Bohl must rejuvenate KU football

By Bob Lutz - Wichita Eagle     Jul 2, 2001

Fresno (Calif.) Bee photos
AL Bohl speaks during a news conference in this file photo. The former Fresno State athletics director was hired by Kansas University on Thursday.

Now that Al Bohl has been hired as athletics director at Kansas, we can get down to the really fun stuff.

Who will be the Jayhawks’ new football coach in 2002?

Yes, this is a rather sensitive subject, especially since the Jayhawks already have a football coach, Terry Allen. But unless he wins six or seven games and gets KU to a bowl game in 2001 a task that seems at the very least improbable he’ll be gone after the season. It is Bohl’s No. 1 task, after all, to fix the football program.

Bohl cut his teeth as a young administrator at Ohio State, where football is rather important. He moved on to Toledo, then to Fresno State. He’s known as a “football guy,” whatever that is.

KU, meanwhile, is a “basketball school.”

How will a “football guy” fare at a “basketball school?”

We’re going to find out. Kansas has been humiliated by its football misfortunes in recent seasons and finally seems ready to address the situation.

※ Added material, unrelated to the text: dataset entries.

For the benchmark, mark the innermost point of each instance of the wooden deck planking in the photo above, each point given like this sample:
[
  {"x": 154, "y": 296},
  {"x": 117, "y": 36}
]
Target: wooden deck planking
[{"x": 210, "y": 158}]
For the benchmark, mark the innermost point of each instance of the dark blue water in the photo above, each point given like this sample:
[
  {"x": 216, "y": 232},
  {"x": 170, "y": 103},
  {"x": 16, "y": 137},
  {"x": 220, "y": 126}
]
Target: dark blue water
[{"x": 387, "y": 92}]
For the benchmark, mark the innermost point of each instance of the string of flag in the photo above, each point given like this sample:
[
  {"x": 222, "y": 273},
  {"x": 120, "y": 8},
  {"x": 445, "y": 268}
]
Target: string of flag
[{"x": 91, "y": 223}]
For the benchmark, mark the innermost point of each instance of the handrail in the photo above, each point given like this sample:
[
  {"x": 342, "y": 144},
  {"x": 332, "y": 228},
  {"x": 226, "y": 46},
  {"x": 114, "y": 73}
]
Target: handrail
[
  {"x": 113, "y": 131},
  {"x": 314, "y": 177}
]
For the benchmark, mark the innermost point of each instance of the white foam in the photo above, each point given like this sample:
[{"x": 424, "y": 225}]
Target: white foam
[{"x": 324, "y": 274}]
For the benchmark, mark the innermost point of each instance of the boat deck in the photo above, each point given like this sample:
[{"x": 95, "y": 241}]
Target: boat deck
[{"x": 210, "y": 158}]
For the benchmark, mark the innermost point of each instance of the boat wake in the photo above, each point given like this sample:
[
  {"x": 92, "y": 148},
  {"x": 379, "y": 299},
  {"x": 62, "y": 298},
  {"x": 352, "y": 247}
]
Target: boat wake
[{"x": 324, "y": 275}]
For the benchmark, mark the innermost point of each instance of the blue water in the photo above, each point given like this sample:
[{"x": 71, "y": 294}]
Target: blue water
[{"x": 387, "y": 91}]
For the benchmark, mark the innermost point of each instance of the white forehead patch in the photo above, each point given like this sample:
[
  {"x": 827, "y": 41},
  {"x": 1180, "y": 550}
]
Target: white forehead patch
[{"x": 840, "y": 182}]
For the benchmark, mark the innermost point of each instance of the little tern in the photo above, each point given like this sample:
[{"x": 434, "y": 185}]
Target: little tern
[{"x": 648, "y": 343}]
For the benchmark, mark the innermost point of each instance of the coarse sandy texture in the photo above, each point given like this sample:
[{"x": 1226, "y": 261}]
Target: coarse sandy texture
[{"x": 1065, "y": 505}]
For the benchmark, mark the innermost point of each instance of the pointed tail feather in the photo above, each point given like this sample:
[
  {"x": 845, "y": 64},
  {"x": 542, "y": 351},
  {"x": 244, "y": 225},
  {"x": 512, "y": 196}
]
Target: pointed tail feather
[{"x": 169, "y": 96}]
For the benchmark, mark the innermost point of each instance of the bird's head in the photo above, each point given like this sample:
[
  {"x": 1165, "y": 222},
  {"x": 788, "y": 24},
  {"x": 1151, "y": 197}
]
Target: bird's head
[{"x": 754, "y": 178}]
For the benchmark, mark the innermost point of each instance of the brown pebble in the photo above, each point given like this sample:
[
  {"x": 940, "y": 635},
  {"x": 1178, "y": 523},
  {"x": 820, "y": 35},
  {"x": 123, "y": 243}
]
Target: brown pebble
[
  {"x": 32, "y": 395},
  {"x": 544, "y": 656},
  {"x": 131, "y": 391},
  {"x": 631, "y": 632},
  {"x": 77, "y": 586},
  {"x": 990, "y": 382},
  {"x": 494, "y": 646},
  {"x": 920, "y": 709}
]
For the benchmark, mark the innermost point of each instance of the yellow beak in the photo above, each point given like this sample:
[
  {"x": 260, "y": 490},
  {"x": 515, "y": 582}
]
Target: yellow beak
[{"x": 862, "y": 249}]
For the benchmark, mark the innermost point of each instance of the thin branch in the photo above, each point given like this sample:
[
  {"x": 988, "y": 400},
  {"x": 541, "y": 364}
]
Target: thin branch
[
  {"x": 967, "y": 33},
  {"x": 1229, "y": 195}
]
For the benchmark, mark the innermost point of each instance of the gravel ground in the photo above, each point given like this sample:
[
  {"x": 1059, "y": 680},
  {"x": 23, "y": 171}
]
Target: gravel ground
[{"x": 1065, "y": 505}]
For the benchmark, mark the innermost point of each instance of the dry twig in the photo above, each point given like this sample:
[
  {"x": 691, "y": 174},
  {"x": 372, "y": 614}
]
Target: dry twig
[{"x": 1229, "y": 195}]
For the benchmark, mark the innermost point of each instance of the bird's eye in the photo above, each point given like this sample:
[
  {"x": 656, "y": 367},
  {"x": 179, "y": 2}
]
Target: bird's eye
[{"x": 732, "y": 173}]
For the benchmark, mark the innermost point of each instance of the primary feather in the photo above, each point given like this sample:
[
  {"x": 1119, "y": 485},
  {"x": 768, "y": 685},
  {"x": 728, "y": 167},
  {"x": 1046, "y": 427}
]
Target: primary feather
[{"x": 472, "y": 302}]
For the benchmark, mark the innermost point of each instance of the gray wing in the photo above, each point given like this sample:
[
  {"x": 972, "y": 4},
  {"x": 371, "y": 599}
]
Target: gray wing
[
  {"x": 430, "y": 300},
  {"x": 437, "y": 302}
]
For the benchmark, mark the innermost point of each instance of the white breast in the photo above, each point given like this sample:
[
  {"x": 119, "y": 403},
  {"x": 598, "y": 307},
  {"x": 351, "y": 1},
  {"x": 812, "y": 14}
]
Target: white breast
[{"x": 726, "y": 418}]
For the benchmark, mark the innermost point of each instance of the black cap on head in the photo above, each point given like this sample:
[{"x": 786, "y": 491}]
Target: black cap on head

While victories have been difficult to come by, the biggest problem has been putting fans in the seats at Memorial Stadium, where only 32,200 per game showed up last season. Only Baylor drew fewer fans in the Big 12.

Fresno State, meanwhile, has been to bowl games the past two years under Pat Hill, the coach Bohl hired in 1997. And the Bulldogs sold out their football facility, which seats 41,031.

Hill, you would think, could become a candidate at Kansas when and if Allen leaves.

And here’s another name to think about: Glen Mason.

Pick up the broken pieces of your coffee cup and hear me out on this one.

Bohl and Mason go way back, to their days together at Ohio State.

It was Mason who helped talk Bohl into pursuing the AD’s job at KU.

“He told me what a great opportunity Kansas was,” Bohl said.

Mason was the most successful KU football coach of the past couple of decades during his nine-year reign from 1988-96, leading the Jayhawks to two bowl games and a Top 10 national ranking for much of the 1995 season.

But many of Mason’s backers felt scorned when he took the Georgia job following that 10-2 season in 1995. Even though Mason had second thoughts and returned to KU, the damage had been done. The Jayhawks fell to 4-7 in 1996, after which Mason left for Minnesota.

He has had so-so success with the Gophers, enough to become a candidate for his dream job at Ohio State when John Cooper was forced out last year. Mason, though, wasn’t hired.

Bohl said he knows Mason regrets the way things ended at Kansas, and called Mason “an outstanding football coach.”

It sounds outlandish that Mason could actually come to Lawrence for a third time. But there are people who haven’t forgotten how successful he was at least for a while.

And Mason has always spoken fondly of Kansas and his years there.

Of course, Bohl was adamant about helping Allen become successful with the Jayhawks. Like everybody who has ever talked to Allen, Bohl will like the guy. He’ll want him to succeed because Allen is a quality person.

But it’s probably too late for a turnaround.

As successful as KU basketball has been and Allen Fieldhouse is packed for every home game — that hasn’t been enough to pay the bills. In a conference such as the Big 12, you better put a solid football team on the field or you’re going to be in trouble.

“I’m going to spend some time gathering information,” Bohl said. “You don’t just jump in and change things. That would be like a coach coming in and saying who the starters are before he knew his team.”

Obviously, Bohl needs time to settle into his new surroundings and get to know his staff. Athletics directors don’t make big decisions until they get a lay of the land.

However, as much as it might make you squirm, Bohl will probably be choosing a new football coach in a few months. That one choice will make or break him as KU’s athletics director.